Ethiopia: Danakil – Exploring Dallol Crater

Dallol is actually a volcano located completely below sea level in the Danakil Depression. In fact, the lowest points of the Depression, -125m below sea level, lie right in front of the Dallol Mount, which then rises 65m up from here. This is the land of surreal. Hiking around the actual crater of Dallol volcano is like walking on another planet – the ground is colored with all hues of red/yellow/red/brown, there are fumaroles puffing everywhere, mini geysers are boiling and spitting hot acid, sulphur smell in the air. The colors are the result of iron, magnesium, and sulphur deposits and mixing of them. The ground is covered with unusual features – salt and sulphur crystals, salt minitowers and cones, egg-shaped crusts, salt flowers, terraces, and so on.
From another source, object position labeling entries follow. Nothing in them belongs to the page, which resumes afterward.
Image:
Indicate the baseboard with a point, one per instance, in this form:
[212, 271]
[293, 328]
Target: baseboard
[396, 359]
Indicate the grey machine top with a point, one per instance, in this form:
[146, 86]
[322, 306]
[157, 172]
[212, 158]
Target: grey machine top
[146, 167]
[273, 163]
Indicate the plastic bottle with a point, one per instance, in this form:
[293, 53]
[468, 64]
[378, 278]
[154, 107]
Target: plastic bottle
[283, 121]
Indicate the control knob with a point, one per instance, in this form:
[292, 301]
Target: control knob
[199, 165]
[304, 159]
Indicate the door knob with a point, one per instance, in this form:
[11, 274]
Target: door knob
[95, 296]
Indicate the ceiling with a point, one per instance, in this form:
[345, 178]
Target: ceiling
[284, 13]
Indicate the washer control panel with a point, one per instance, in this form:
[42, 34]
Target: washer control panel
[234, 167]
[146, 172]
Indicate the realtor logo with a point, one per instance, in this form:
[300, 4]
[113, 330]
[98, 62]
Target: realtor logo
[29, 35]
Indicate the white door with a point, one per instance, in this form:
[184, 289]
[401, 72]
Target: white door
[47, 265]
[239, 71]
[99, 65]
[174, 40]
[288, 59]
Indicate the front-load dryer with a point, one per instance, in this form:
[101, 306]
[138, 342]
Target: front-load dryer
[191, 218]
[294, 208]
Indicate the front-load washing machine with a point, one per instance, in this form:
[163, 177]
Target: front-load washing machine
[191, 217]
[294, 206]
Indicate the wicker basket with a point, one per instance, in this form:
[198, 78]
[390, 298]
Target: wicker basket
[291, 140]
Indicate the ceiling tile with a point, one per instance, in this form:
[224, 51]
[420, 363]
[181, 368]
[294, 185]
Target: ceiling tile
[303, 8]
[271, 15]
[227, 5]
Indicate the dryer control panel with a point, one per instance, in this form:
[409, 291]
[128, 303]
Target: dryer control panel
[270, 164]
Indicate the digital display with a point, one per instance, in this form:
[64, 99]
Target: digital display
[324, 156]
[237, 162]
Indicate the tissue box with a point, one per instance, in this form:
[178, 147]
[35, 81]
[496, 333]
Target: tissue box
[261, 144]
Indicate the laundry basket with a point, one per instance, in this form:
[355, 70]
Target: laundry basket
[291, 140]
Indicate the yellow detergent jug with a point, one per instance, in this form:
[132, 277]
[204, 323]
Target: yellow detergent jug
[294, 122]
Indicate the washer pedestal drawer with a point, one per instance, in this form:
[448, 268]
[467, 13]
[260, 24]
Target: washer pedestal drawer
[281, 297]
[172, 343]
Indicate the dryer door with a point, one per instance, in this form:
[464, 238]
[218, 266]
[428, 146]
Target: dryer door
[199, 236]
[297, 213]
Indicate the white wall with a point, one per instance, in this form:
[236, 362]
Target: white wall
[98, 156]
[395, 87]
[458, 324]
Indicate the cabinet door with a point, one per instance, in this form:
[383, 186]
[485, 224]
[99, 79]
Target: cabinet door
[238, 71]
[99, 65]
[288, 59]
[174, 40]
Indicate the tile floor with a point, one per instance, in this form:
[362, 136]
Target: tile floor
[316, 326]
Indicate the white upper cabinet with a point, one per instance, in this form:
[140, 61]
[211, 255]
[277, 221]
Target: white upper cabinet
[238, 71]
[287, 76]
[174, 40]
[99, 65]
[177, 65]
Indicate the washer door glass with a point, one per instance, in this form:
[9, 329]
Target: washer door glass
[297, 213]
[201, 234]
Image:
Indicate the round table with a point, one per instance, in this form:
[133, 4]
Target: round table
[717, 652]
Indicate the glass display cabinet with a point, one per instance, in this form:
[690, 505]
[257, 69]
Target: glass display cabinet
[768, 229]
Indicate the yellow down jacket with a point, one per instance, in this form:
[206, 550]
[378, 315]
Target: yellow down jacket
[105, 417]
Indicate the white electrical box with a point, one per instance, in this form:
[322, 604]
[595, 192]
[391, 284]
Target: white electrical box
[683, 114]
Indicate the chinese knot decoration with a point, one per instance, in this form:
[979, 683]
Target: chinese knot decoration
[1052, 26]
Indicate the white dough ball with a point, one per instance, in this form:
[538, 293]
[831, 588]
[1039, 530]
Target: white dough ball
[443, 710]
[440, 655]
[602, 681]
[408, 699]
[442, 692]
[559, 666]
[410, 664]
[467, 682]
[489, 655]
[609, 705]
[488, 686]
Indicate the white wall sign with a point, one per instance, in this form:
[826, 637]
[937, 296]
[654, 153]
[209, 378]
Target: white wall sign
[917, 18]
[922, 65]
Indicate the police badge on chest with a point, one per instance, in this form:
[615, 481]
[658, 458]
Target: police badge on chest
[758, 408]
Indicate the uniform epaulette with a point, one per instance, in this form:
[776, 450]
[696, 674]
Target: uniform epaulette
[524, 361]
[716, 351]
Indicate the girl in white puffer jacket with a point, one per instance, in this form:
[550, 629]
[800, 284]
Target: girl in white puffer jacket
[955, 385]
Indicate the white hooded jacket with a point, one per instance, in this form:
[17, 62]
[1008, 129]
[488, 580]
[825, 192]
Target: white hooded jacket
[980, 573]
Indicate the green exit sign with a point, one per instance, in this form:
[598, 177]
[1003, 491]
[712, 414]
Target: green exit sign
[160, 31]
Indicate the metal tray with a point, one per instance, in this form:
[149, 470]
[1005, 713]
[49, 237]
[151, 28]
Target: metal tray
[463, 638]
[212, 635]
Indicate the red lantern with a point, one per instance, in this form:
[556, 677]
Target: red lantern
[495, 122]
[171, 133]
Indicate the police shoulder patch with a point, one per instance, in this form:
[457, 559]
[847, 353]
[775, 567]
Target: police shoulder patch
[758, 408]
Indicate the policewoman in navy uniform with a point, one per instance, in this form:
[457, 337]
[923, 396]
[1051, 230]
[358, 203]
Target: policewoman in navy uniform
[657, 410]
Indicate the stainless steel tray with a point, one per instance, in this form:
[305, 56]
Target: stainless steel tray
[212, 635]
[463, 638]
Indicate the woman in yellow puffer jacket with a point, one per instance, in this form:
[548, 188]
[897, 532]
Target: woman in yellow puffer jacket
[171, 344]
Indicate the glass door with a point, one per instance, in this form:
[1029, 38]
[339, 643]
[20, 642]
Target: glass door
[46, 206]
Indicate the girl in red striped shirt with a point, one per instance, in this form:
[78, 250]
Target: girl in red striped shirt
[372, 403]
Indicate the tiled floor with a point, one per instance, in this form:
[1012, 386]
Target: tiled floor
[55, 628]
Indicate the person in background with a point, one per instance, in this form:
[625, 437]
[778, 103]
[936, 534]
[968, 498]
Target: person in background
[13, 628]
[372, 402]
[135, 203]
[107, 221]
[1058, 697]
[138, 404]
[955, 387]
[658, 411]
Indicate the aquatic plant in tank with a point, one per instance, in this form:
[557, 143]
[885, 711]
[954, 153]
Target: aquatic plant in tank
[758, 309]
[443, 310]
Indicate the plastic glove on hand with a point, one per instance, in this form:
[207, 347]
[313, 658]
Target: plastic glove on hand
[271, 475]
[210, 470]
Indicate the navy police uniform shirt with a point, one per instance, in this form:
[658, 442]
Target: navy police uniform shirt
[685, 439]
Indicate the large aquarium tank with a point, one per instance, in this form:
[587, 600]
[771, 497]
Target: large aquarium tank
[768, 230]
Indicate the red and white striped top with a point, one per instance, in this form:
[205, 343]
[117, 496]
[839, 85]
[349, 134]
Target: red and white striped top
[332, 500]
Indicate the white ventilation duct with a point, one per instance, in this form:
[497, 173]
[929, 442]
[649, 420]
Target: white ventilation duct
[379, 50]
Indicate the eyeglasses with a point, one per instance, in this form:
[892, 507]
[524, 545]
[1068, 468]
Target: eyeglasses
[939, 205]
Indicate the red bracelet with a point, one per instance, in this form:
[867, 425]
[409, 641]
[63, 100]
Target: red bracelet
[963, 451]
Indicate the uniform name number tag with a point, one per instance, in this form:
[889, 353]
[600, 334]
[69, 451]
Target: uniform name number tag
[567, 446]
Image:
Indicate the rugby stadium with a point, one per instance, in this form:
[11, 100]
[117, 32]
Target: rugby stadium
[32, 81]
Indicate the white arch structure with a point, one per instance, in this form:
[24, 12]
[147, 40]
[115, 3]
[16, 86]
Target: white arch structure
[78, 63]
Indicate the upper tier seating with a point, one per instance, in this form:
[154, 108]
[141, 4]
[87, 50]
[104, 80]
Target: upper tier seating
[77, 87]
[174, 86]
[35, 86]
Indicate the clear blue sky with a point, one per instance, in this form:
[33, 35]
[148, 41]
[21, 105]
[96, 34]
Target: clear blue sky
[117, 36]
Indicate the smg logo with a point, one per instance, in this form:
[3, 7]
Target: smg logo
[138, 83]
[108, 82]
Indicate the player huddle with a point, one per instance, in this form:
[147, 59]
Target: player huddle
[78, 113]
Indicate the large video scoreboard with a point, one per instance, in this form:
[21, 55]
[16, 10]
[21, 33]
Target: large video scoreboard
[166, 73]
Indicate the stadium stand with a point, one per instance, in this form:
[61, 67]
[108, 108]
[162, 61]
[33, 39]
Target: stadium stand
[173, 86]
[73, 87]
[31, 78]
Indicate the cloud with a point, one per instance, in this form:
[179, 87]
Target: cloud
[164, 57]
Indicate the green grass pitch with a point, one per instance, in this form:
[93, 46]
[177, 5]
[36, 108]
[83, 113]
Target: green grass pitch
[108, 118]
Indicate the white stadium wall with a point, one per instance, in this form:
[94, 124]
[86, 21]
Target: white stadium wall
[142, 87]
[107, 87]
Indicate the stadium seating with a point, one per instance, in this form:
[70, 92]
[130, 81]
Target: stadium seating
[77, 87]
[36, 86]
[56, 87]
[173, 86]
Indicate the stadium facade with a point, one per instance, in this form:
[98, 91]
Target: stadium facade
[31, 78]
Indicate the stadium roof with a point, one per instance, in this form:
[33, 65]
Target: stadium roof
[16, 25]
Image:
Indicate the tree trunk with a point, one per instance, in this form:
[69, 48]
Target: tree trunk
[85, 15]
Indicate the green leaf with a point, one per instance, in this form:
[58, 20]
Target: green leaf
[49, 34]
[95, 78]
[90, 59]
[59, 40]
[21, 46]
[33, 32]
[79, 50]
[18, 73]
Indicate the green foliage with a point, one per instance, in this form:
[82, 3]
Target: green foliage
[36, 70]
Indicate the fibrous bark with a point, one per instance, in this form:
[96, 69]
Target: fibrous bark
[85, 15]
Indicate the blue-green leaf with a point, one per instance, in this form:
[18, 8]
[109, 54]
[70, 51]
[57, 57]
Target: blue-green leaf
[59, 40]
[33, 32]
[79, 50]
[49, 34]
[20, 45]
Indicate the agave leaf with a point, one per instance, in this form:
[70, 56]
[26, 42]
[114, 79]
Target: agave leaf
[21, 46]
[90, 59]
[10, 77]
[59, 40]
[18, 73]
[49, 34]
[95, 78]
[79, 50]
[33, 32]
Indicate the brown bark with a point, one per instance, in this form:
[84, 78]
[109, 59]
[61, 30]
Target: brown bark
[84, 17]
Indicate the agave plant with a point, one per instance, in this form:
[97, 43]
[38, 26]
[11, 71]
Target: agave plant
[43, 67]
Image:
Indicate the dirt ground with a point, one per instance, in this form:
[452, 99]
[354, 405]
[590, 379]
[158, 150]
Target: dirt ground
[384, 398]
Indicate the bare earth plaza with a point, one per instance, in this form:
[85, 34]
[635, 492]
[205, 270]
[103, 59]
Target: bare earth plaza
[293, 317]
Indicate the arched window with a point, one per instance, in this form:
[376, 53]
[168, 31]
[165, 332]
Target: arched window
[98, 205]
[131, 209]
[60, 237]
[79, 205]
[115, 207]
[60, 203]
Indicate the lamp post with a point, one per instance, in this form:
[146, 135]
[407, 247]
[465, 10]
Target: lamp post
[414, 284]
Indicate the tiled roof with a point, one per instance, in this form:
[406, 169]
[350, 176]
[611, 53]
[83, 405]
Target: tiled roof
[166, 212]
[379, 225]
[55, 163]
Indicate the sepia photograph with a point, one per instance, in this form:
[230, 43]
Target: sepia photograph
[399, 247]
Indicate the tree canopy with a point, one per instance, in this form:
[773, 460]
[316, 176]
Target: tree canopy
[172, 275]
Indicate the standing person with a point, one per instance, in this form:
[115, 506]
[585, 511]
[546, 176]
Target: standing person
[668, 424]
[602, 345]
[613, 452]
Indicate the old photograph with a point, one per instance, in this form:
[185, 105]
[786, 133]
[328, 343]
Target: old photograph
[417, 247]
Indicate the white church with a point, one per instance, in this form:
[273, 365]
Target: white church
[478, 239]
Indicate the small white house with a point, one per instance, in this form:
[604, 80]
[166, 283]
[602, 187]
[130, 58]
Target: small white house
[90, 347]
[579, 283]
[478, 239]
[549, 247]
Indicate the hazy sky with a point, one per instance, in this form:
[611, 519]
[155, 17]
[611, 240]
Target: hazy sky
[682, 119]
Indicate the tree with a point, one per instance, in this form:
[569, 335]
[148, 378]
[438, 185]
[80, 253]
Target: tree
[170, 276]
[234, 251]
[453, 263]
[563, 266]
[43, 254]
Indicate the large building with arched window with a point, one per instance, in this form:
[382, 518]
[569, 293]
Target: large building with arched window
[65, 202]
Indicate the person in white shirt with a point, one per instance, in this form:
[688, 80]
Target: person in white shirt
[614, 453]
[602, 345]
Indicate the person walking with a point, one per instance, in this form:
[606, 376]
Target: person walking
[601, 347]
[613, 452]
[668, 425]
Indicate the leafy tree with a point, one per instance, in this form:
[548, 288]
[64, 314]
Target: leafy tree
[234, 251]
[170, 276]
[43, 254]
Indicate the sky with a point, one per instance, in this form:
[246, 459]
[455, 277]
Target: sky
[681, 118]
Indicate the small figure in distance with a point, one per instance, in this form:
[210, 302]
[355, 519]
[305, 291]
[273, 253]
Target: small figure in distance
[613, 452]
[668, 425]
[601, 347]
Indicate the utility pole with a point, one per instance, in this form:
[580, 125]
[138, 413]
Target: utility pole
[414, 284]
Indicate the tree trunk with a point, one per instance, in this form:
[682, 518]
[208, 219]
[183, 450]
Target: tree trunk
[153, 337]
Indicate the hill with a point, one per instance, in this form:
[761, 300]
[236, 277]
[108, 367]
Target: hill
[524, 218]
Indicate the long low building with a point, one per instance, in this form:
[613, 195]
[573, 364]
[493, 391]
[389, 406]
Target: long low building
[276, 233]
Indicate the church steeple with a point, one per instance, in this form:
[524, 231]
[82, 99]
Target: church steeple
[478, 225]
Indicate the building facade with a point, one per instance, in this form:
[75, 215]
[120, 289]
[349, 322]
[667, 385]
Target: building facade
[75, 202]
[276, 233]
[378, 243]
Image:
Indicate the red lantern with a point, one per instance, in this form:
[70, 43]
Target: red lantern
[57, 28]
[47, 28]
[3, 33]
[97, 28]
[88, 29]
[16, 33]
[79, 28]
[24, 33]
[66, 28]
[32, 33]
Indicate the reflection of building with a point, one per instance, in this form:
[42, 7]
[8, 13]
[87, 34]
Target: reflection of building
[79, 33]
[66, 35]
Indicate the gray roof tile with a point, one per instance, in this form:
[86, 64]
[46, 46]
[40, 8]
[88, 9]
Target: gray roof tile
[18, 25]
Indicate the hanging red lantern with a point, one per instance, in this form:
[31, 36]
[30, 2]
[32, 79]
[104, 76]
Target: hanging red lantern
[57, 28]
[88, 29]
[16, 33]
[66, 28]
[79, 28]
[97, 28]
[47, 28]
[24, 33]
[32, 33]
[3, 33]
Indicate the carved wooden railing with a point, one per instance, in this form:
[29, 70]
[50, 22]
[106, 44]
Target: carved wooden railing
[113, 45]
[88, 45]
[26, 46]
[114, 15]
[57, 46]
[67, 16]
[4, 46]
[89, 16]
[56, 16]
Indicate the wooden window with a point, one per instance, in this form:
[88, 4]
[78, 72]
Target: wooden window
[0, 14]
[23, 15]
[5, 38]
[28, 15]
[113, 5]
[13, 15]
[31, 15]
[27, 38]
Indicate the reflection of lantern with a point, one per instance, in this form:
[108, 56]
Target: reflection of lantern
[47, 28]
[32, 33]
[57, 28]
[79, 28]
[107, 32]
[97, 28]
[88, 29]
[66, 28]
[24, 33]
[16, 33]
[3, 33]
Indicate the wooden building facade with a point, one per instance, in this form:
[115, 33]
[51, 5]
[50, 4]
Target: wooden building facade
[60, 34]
Walking around here is not particularly safe, there is a risk of ground collapsing under your feet and you dropping into the hot boiling cauldron – in fact we went knee-deep through the salt crust a couple times, but luckily it wasn’t in the active areas. The mini-geysers count in perhaps thousands and there are even more that are no longer active. The Dallol volcano is the lowest volcano on earth (not counting the underwater ones), and magma here comes close to the massive salt deposits from the broader Danakil Depression, heating and melting all this and creating the rainbow universe of colors. The combination in one place of such extreme physical and chemical characteristics (acidity, salinity, high temperature, low elevation, etc.) make Dallol one of not the most ‘poly-extreme’ places on earth – scientists study the Dallol system for astrobiological limits of life on a planet. I think they should come here and film the next Avatar movie here – Avatar The Way of Sulphur.